Although the effect of glucagon on glucose metabolism has been well characterized, its effect on adipose tissue and lipid metabolism in humans in vivo has been poorly studied with controversial results. We examined the effect of short-term hyperglucagonemia on adipocyte metabolism in 8 healthy normal glucose tolerant subjects (5M/3F, age=35±5, BMI = 24±1) who received a 12-hour (6PM to 6AM) glucagon infusion (6ng/kg/min) with 14C-glycerol infusion; subcutaneous abdominal adipose tissue biopsy was obtained at 6AM. 8 weeks later subjects returned for a repeat study with 12-hour infusion of normal saline. Plasma glucagon increased from 57±3 to 219±21 pg/ml within one hour and remained elevated throughout the study. Glycerol turnover rate (5.1±0.6 vs. 3.8±0.6 µmol/kg•min, p<0.05) increased by 34%, and the adipose tissue insulin resistance index (fasting plasma FFA x Insulin) more than doubled (5.8±0.8 vs. 2.8±0.7 mM•mU/L, p<0.05) after 12-hour glucagon infusion compared to saline. mRNA expression of genes involved in lipolysis in adipose tissue were upregulated after glucagon infusion (ATGL, 1.14±0.07 vs. 0.77±0.03; HSL, 1.17±0.03 vs. 0.9±0.13; MGL, 1.2±0.04 vs. 0.82±0.2, all p<0.05). Plasma concentration of proinflammatory markers (IL-1β, 0.65±0.05 vs. 0.49±0.05 pg/mL; TNF-α, 2.03±0.23 vs. 1.75±0.17 pg/mL, both p<0.05) and lipidomes involved in inflammatory pathways (lysophosphatidylcholine, 126±11 vs. 51±7 nmol/ml, p<0.005; phosphatidylcholine, 385±24 vs. 306±25 nmol/ml, p<0.01; ceramide, 1.7±0.2 vs. 1.2±0.2 nmol/ml, p<0.01) also increased after 12-hour glucagon infusion. H&E and CD68 immunofluorescence staining in adipose tissue displayed the crown-like structures (CLS) and increased infiltration of macrophages following glucagon infusion.
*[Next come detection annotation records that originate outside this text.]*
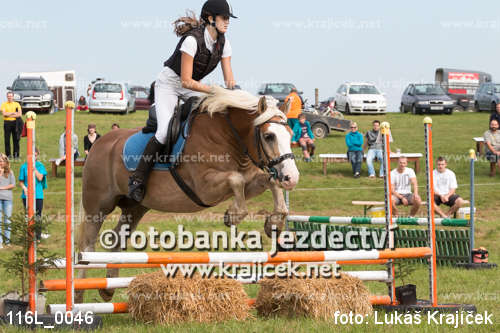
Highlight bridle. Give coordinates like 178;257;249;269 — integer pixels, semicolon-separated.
225;112;295;182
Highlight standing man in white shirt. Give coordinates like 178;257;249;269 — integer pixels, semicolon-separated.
433;156;464;218
391;157;422;217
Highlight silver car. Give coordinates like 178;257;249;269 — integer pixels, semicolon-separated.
89;81;135;114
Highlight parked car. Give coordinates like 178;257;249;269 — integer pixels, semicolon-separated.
89;81;135;114
257;83;304;104
434;68;491;110
335;82;387;114
303;112;351;139
134;90;151;110
474;82;500;112
7;76;55;113
400;83;456;114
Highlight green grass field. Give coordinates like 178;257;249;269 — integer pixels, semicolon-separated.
0;111;500;332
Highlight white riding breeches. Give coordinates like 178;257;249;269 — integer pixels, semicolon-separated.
155;67;201;144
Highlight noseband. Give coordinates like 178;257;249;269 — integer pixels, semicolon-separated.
225;113;295;181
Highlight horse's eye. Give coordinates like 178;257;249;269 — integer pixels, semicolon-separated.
264;133;275;142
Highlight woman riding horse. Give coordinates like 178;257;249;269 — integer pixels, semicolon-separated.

Conclusion: Short-term (12-hour) physiologic hyperglucagonemia stimulates adipose tissue lipolysis, induces adipocyte insulin resistance, and promotes adipose tissue and systemic inflammation.

Disclosure

X. Chen: None. M. Fourcaudot: None. L. Norton: None. R. A. Defronzo: Other Relationship; Self; AstraZeneca, Boehringer Ingelheim Pharmaceuticals, Inc., Intarcia Therapeutics, Inc., Janssen Pharmaceuticals, Inc., Novo Nordisk, Research Support; Self; AstraZeneca, Boehringer Ingelheim Pharmaceuticals, Inc., Janssen Pharmaceuticals, Inc., Merck & Co., Inc., Speaker’s Bureau; Self; AstraZeneca, Novo Nordisk. D. Tripathy: None.